Tiene paredes altas con cuadros y retratos;
con muebles suaves, que me confortan.
La casa de mi abuelo es linda y vibra.
Está llena de luz, colores y emociones.
En ella yo siento que estoy en casa.
La casa de mi abuelo tiene un reloj antiguo es de cuerda, color café. Y da campanadas a las doce, y a media noche también.
Tiene un cuarto grande con gorras en la pared, y un librero con seguro. Antes había un tocadiscos pero ya no. Porque este cuarto ya no se abre.

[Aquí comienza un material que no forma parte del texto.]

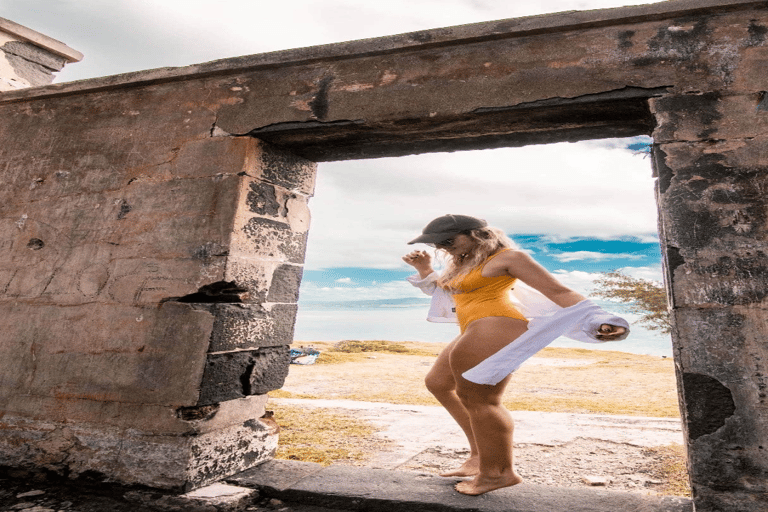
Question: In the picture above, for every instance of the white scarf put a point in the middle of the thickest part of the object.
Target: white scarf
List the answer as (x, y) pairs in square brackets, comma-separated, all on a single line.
[(546, 322)]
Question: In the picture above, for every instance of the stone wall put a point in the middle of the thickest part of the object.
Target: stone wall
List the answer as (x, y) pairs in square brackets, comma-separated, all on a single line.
[(150, 274), (28, 58), (154, 223)]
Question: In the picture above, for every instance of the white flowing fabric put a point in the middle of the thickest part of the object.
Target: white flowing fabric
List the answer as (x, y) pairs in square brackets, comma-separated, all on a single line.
[(541, 332), (546, 322)]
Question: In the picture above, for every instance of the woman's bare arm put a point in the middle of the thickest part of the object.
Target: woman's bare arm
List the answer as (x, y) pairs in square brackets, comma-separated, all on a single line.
[(421, 261), (521, 265)]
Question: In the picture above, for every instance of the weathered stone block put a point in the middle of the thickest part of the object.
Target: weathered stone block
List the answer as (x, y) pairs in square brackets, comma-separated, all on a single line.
[(271, 239), (286, 281), (251, 326), (231, 439), (232, 375), (104, 352), (709, 116)]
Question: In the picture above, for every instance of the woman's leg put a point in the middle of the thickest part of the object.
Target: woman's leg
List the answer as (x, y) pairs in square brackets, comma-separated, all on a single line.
[(491, 423), (441, 384)]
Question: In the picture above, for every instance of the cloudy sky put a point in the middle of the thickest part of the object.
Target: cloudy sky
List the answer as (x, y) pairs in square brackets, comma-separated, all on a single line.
[(578, 208)]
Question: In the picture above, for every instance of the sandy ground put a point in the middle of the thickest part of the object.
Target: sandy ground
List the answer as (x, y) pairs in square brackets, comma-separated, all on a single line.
[(552, 448)]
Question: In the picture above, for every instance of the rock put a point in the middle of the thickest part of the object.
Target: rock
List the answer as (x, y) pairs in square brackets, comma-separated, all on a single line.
[(595, 480), (30, 494)]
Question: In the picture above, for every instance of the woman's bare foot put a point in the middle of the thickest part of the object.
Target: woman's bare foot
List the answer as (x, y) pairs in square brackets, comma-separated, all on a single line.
[(471, 467), (482, 484)]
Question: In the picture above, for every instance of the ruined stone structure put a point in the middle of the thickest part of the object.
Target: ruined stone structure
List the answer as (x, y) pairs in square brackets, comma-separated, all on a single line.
[(29, 58), (153, 225)]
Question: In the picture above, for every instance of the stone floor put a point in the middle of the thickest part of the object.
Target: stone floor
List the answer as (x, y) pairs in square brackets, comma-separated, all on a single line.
[(287, 486)]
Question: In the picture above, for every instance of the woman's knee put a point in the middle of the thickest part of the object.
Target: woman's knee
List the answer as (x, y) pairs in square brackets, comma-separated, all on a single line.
[(476, 396), (439, 384)]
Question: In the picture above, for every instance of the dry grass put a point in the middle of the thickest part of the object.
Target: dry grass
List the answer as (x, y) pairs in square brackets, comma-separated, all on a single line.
[(562, 380), (671, 469), (317, 435), (581, 381)]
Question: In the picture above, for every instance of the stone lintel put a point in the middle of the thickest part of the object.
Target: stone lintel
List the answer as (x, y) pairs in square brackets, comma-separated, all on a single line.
[(41, 40), (449, 36)]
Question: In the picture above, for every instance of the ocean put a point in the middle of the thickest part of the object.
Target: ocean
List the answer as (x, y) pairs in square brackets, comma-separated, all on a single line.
[(407, 322)]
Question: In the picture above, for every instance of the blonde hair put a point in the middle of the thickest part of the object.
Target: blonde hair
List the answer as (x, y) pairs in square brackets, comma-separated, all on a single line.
[(488, 241)]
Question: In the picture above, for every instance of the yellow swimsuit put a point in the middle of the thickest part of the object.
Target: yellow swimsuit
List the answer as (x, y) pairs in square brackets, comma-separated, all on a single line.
[(480, 297)]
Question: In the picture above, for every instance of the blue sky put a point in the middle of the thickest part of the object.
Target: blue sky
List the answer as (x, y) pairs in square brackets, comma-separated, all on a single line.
[(579, 208)]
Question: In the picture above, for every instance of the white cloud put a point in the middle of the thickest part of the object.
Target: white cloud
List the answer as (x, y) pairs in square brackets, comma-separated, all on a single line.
[(311, 292), (364, 212), (594, 256)]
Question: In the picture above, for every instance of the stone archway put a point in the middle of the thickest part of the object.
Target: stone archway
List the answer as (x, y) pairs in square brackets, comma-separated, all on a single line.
[(171, 205)]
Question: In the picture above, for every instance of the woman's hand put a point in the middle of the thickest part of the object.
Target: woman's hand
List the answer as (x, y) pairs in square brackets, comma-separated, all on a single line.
[(608, 332), (421, 261)]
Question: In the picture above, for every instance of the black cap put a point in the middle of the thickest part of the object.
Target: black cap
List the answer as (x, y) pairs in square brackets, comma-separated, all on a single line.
[(447, 226)]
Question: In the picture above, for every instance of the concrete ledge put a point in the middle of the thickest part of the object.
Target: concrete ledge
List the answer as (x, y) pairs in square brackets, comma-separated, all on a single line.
[(41, 40), (463, 34), (372, 490)]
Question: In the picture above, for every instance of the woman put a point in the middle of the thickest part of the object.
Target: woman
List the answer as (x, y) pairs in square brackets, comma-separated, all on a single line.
[(481, 269)]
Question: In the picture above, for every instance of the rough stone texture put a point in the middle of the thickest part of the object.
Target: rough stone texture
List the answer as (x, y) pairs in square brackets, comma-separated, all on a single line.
[(28, 58), (232, 375), (351, 488), (251, 326), (145, 194), (123, 263), (176, 453)]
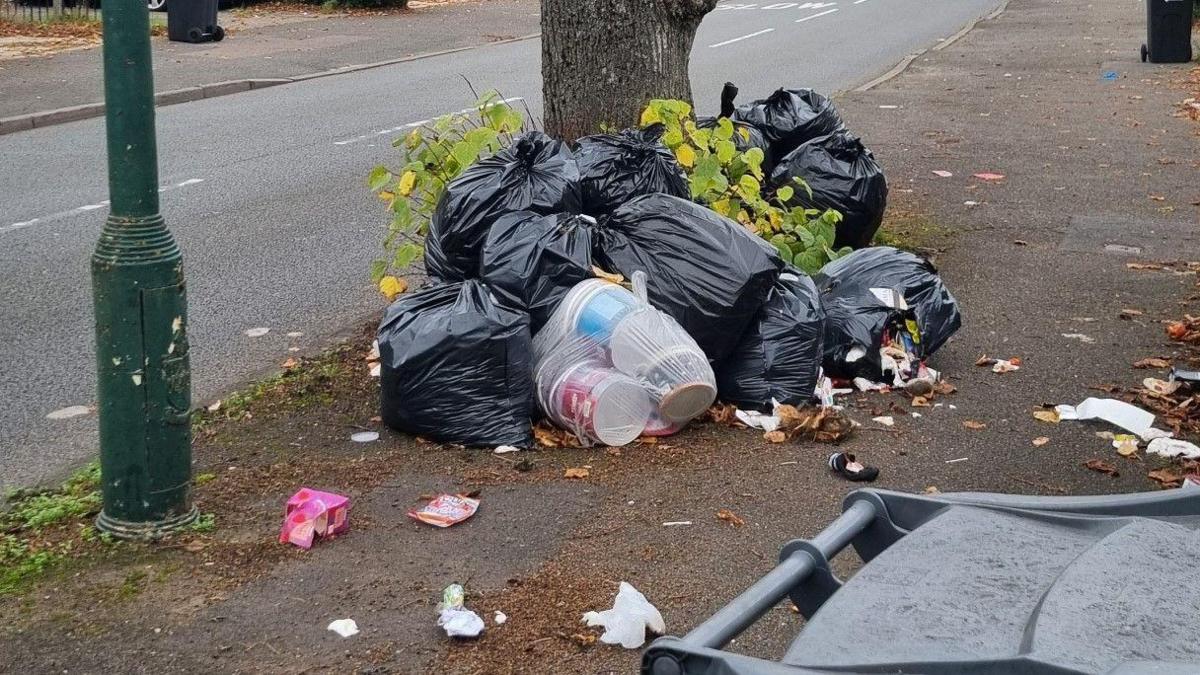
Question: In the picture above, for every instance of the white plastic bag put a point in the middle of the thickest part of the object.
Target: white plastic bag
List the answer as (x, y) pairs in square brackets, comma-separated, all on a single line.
[(625, 623)]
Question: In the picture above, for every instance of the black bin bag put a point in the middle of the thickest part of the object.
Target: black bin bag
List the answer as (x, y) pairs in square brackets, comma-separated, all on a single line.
[(456, 368), (779, 356), (790, 118), (617, 167), (856, 317), (707, 272), (843, 175), (535, 173), (531, 261), (745, 136)]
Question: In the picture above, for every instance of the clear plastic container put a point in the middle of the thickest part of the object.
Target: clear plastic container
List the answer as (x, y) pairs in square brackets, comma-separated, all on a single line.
[(603, 339)]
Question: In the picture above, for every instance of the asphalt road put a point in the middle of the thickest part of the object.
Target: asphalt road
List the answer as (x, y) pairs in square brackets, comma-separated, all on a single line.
[(265, 195)]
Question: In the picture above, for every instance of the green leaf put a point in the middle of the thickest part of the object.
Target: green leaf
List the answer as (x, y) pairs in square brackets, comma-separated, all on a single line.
[(465, 153), (725, 150), (749, 186), (406, 255), (379, 178)]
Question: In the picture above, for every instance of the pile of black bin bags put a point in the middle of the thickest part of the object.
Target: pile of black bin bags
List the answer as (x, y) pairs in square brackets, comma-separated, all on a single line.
[(515, 232)]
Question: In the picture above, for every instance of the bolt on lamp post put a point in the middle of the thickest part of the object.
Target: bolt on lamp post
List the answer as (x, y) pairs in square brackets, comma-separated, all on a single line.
[(143, 374)]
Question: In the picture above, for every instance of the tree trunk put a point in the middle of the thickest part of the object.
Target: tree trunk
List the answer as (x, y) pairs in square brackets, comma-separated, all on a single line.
[(603, 61)]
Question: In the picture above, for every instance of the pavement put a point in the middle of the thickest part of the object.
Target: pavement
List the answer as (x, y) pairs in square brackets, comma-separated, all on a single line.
[(265, 190), (1098, 173)]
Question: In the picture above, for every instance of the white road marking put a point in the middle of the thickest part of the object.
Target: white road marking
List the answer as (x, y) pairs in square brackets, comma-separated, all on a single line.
[(743, 37), (413, 124), (85, 208), (774, 6), (816, 15)]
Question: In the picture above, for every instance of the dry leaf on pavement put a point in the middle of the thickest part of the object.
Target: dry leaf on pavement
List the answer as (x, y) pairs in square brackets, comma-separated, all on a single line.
[(731, 518), (1167, 477), (775, 436), (1102, 466), (1047, 414)]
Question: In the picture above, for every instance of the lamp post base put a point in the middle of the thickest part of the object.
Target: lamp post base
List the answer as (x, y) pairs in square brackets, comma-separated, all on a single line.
[(145, 531)]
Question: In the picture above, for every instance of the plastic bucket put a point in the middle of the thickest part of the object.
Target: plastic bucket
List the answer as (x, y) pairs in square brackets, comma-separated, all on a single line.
[(600, 404), (660, 426), (595, 306)]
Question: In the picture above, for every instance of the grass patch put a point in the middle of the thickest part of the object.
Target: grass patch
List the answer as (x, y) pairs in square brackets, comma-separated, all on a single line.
[(309, 383)]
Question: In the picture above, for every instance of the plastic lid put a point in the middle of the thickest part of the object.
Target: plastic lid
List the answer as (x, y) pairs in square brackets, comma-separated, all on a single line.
[(687, 401), (622, 410)]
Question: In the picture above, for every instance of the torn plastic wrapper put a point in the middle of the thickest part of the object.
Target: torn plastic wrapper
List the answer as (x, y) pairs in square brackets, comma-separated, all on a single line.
[(709, 273), (1173, 448), (1119, 413), (859, 326), (454, 617), (609, 365), (312, 513), (445, 511), (627, 622)]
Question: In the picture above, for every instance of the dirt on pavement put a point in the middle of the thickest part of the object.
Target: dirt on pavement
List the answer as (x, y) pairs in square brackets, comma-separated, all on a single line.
[(1098, 173)]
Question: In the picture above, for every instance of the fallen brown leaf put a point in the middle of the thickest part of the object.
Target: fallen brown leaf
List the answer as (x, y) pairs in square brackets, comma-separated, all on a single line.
[(1102, 467), (607, 276), (1167, 477), (731, 518), (1047, 414)]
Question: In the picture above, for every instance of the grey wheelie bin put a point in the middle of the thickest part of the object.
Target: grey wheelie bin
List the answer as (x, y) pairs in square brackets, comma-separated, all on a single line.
[(976, 584), (193, 21), (1168, 31)]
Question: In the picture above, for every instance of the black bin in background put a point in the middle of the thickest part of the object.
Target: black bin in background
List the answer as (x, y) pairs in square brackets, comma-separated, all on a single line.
[(193, 21), (1168, 31)]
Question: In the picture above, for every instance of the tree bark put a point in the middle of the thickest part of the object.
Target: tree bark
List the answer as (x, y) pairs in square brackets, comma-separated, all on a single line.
[(603, 61)]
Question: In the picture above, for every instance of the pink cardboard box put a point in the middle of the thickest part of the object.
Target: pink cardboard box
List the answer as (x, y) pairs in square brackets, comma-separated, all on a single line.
[(312, 513)]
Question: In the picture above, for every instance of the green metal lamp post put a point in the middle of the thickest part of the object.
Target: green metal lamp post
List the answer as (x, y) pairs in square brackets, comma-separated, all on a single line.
[(143, 375)]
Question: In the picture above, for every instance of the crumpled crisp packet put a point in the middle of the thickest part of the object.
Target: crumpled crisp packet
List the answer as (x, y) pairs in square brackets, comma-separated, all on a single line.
[(447, 509)]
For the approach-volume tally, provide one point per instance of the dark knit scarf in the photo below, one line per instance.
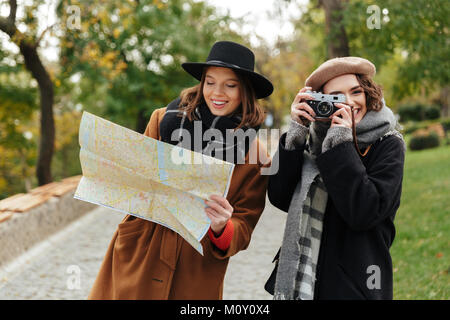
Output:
(211, 135)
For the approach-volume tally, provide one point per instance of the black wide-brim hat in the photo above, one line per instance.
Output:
(232, 55)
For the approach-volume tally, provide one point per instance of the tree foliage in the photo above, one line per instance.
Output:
(131, 52)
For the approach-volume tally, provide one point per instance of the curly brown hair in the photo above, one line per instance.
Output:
(373, 91)
(250, 111)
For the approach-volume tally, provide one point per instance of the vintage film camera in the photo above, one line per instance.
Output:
(323, 104)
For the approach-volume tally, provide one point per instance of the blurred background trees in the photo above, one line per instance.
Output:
(120, 59)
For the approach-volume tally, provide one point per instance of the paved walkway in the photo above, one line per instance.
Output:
(52, 268)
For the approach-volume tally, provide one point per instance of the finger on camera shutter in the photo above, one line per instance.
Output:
(308, 108)
(304, 114)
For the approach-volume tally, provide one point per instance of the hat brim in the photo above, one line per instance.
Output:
(262, 86)
(335, 67)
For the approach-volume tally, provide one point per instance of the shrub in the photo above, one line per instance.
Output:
(446, 124)
(418, 112)
(422, 140)
(432, 112)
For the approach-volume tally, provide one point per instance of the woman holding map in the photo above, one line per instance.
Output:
(146, 260)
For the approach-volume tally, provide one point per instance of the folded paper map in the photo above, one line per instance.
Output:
(153, 180)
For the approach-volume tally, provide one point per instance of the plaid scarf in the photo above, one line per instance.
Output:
(299, 253)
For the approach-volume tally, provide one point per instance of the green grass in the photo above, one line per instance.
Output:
(420, 252)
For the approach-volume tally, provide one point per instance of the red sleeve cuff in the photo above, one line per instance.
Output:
(224, 240)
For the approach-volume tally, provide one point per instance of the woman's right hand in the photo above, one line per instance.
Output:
(300, 110)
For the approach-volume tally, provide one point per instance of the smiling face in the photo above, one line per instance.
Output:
(221, 91)
(348, 85)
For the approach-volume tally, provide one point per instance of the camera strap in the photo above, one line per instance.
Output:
(354, 136)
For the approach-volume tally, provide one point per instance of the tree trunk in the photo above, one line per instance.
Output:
(337, 45)
(46, 146)
(444, 97)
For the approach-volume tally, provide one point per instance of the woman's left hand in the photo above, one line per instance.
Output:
(219, 211)
(342, 117)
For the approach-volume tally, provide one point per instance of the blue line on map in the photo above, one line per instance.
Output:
(163, 176)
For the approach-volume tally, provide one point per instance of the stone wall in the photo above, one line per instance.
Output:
(27, 219)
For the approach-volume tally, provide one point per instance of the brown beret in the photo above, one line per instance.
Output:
(338, 66)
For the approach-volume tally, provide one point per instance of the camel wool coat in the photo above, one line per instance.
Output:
(146, 260)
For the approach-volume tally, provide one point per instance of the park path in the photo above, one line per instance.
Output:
(46, 271)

La casa de mi abuelo está quieta, en cambio yo, una vorágine. Y el reloj antiguo se quedó sin cuerda, pero es linda la casa de mi abuelo.
La casa de mi abuelo huele a él;
a puros viejos de Cuba, pasitas con chocolate, historias del viejo oeste, estofado de pollo y pan de cazón. Después de todo, también a mi abuela.
La casa de mi abuelo esta quieta, y todo sigue ahi, excepto el tocadiscos. La casa de mi abuelo huele a él, sobretodo su cuarto; es que ya no se abre... lo cerraron en otoño.
La casa de mi abuelo vibra, pero ya no me calma, me inquieta; ¡y soy una vorágine, porque el reloj se quedó sin cuerda!
La casa sigue intacta; ¡huele, brilla, siente! pero él ya no está y las campanadas... ya no se escuchan.